La distillazione semplice viene utilizzata quando il liquido è (a) relativamente puro (contenente non più del 10% di contaminanti liquidi), (b) ha un componente non volatile, come un contaminante solido, o (c) è miscelato con un altro liquido con un punto di ebollizione che differisce di almeno 25 °C. La distillazione frazionata viene utilizzata quando si separano miscele di liquidi i cui punti di ebollizione sono più simili (separati da meno di 25 °C).
Questo video descriverà in dettaglio la distillazione frazionata di una miscela di due solventi organici comuni, cicloesano e toluene.

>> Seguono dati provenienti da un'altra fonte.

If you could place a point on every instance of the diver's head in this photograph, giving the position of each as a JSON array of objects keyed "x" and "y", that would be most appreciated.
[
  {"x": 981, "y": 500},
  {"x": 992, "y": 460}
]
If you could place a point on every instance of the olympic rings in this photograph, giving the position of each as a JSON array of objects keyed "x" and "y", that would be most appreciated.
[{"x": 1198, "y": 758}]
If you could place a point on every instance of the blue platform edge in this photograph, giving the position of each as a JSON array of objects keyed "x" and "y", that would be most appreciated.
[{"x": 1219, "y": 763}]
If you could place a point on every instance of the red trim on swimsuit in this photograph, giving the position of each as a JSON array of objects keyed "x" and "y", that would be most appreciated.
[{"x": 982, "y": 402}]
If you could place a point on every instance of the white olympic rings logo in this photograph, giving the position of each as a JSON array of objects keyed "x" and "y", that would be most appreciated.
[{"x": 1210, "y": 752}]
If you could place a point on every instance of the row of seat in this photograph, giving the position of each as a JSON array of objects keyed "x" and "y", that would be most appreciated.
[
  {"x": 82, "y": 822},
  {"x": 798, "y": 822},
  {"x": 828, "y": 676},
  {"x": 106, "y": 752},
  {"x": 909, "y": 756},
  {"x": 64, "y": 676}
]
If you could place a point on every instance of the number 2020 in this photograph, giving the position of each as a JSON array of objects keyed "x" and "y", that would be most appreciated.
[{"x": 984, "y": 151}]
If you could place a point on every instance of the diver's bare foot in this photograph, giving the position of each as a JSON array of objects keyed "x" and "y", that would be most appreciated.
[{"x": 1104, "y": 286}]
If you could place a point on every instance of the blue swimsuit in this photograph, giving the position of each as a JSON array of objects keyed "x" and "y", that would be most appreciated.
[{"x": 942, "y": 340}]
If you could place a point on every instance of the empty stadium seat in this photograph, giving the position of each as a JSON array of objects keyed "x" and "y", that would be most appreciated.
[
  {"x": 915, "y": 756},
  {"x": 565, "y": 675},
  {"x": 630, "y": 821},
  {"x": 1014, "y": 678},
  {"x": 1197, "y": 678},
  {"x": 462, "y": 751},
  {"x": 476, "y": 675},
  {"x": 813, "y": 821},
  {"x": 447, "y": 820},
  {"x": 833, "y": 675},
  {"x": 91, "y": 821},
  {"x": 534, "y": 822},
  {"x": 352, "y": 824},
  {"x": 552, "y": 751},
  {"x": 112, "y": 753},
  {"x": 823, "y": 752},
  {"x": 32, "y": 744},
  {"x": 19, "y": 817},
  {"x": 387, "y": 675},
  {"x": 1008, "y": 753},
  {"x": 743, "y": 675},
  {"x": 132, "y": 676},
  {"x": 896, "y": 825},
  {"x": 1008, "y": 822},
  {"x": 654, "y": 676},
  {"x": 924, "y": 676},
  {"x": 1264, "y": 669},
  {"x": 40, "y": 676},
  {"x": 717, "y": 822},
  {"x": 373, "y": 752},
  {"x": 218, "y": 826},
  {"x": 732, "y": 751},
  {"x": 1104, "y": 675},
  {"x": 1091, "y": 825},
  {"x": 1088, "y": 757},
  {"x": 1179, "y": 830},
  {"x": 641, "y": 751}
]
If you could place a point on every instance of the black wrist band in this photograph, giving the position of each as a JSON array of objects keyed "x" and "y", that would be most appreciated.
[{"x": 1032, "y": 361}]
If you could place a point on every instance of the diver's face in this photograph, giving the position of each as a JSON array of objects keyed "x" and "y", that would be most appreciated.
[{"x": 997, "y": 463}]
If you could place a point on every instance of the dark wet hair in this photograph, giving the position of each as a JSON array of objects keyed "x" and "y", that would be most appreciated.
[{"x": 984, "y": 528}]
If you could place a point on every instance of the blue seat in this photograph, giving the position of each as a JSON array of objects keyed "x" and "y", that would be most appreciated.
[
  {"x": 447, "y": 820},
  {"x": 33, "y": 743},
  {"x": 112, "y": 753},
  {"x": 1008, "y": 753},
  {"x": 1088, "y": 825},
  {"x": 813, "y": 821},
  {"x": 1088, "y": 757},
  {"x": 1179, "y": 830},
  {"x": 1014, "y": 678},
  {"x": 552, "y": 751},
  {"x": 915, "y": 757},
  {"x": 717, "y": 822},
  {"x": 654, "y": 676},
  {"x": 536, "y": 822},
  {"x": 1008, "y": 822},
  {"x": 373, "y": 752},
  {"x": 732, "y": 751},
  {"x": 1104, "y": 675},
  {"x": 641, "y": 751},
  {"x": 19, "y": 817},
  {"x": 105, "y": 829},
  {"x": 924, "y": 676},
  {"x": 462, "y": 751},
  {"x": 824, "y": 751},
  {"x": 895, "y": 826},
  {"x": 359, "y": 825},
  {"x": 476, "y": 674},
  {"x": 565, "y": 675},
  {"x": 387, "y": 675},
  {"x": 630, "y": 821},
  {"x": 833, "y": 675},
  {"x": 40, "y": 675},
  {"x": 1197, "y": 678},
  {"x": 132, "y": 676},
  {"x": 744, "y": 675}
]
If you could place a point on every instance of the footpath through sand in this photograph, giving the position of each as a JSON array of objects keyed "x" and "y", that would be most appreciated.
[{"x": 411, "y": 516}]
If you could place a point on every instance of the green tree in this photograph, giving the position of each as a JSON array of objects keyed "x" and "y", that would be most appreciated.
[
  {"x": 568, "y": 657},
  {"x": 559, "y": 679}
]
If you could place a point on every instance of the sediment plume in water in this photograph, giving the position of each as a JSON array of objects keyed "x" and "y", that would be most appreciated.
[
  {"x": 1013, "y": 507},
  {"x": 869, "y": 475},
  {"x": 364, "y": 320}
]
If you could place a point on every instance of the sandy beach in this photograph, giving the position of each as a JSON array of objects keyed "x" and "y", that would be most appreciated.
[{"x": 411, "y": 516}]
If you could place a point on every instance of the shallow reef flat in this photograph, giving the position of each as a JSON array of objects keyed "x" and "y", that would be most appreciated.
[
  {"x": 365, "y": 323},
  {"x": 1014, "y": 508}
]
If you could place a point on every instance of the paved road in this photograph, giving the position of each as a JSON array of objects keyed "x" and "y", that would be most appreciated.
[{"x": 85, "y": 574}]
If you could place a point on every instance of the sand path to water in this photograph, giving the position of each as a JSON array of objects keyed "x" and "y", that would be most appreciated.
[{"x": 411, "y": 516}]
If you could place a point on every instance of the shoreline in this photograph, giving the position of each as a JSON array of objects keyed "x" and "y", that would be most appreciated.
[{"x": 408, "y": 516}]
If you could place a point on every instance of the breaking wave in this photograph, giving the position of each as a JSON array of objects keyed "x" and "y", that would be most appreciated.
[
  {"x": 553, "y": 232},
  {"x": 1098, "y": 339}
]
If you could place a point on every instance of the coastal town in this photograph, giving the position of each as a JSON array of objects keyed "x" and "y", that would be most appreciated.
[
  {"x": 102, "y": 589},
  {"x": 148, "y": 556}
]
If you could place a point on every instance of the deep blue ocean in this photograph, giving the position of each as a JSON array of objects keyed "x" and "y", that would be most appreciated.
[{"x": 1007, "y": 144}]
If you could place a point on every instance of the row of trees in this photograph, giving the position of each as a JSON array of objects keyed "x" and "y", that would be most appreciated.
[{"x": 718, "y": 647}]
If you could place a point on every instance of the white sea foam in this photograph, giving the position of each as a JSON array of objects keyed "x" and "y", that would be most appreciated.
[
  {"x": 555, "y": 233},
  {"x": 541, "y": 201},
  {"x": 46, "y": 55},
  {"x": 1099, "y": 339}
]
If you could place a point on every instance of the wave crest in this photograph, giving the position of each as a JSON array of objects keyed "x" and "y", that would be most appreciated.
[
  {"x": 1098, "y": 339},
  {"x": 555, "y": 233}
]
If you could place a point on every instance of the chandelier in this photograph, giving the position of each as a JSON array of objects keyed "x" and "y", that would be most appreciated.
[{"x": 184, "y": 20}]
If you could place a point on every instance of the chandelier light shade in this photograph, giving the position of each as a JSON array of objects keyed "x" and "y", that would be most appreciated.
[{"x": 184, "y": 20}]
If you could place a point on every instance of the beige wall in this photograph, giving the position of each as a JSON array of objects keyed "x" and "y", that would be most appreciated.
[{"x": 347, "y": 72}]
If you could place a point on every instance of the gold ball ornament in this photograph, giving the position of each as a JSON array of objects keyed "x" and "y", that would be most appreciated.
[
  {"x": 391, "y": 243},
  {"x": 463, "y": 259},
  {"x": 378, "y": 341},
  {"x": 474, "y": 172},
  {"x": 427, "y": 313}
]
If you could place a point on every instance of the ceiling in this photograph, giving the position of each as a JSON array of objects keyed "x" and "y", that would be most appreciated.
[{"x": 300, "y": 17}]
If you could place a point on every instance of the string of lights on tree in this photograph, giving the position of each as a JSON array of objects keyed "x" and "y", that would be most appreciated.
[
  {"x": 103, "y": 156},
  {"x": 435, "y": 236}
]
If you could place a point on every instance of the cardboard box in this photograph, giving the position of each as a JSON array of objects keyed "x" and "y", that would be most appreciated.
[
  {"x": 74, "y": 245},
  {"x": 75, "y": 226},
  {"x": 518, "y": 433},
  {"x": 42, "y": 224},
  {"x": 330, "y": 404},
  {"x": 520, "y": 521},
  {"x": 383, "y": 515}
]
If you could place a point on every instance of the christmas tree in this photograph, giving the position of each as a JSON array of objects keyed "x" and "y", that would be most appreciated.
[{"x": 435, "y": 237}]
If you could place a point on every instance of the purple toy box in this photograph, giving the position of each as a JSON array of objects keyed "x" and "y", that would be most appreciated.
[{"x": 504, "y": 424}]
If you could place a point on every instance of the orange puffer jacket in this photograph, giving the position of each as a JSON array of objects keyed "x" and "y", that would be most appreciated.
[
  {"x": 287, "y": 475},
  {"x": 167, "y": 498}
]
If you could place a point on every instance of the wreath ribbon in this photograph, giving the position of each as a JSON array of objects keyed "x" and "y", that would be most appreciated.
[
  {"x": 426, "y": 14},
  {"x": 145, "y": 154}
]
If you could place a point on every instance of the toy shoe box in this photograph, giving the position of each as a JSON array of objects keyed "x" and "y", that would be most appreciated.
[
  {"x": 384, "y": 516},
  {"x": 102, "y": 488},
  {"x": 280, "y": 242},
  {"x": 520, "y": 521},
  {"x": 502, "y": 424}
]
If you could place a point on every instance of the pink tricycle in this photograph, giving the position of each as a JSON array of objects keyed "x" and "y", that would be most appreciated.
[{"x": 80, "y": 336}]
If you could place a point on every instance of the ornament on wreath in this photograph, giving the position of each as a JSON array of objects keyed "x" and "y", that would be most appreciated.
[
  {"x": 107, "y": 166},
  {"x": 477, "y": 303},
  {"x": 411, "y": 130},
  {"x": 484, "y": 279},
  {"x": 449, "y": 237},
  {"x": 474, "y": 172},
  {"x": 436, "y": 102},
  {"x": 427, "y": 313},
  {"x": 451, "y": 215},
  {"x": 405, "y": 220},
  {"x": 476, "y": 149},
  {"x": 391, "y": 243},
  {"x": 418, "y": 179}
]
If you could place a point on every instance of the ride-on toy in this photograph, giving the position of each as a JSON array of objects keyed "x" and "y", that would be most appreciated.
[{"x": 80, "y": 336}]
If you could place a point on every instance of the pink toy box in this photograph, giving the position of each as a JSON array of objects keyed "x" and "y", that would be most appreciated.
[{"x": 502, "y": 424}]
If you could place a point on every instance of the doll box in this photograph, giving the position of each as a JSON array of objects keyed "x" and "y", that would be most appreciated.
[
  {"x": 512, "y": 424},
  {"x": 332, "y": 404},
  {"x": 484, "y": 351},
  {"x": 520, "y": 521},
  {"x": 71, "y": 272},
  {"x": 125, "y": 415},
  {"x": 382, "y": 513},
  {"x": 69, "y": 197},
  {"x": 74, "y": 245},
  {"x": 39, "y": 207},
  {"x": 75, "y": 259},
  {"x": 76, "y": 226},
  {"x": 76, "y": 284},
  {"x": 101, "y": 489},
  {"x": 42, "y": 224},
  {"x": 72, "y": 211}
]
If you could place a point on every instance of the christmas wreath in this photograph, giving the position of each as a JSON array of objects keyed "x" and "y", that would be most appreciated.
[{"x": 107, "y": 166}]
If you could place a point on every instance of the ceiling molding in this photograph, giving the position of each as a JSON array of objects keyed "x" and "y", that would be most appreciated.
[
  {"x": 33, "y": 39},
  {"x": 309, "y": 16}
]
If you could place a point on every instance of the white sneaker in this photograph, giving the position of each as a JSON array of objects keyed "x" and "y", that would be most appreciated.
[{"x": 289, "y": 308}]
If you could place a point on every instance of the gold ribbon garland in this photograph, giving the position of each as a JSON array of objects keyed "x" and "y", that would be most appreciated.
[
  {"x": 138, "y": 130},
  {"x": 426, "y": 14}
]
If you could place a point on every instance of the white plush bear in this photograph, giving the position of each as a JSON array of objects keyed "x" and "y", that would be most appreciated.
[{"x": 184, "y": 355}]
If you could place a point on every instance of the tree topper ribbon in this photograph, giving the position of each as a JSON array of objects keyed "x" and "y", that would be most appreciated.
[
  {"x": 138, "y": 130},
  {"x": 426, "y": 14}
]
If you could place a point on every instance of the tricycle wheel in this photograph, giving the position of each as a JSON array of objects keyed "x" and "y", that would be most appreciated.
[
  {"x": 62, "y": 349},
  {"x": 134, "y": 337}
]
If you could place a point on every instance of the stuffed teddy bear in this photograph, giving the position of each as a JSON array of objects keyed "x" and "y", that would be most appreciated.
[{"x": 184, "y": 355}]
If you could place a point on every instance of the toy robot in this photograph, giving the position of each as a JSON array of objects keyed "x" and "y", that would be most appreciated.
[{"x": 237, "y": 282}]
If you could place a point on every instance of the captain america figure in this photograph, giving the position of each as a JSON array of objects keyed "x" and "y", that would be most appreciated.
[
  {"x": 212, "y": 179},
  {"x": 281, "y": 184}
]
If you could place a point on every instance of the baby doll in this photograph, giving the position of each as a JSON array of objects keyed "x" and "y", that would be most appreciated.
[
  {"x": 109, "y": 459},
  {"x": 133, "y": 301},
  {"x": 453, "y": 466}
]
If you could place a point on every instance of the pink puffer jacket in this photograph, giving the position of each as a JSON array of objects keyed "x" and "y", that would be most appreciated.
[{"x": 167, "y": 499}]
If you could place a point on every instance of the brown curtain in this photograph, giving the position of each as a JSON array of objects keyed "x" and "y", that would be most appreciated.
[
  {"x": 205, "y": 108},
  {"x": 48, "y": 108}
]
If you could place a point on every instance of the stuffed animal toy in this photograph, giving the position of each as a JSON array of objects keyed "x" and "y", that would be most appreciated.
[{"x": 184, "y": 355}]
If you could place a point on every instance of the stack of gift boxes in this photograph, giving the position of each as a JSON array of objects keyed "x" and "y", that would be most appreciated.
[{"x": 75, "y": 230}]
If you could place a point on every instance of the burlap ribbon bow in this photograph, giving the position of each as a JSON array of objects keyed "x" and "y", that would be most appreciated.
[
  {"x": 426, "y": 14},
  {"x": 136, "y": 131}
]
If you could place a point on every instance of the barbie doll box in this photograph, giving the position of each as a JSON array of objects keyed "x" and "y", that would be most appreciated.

1. Installazione di un apparecchio di distillazione frazionata
| Apparecchi di distillazione frazionata | Quantità |
| Supporti per storte (supporti ad anello) | 2 |
| Martinetto a vite | 1 |
| Morsetti | 4 |
| Morsetti Keck | 4 |
| Barra di agitazione magnetica | 1 |
| Colonna di frazionamento | 1 |
| Adattatore "Y" | 1 |
| Adattatore per termometro e termometro | 1 |
| Pallone a fondo tondo da 100 mL | 1 |
| Condensatore con tubi di ingresso e uscita acqua | 1 |
| Adattatore di raccolta | 1 |
| Cilindri graduati da 25 mL | 3 |
| Mantello riscaldante | 1 |
| Mescolare la piastra | 1 |
Tabella 1. Componenti dell'apparato di distillazione frazionata.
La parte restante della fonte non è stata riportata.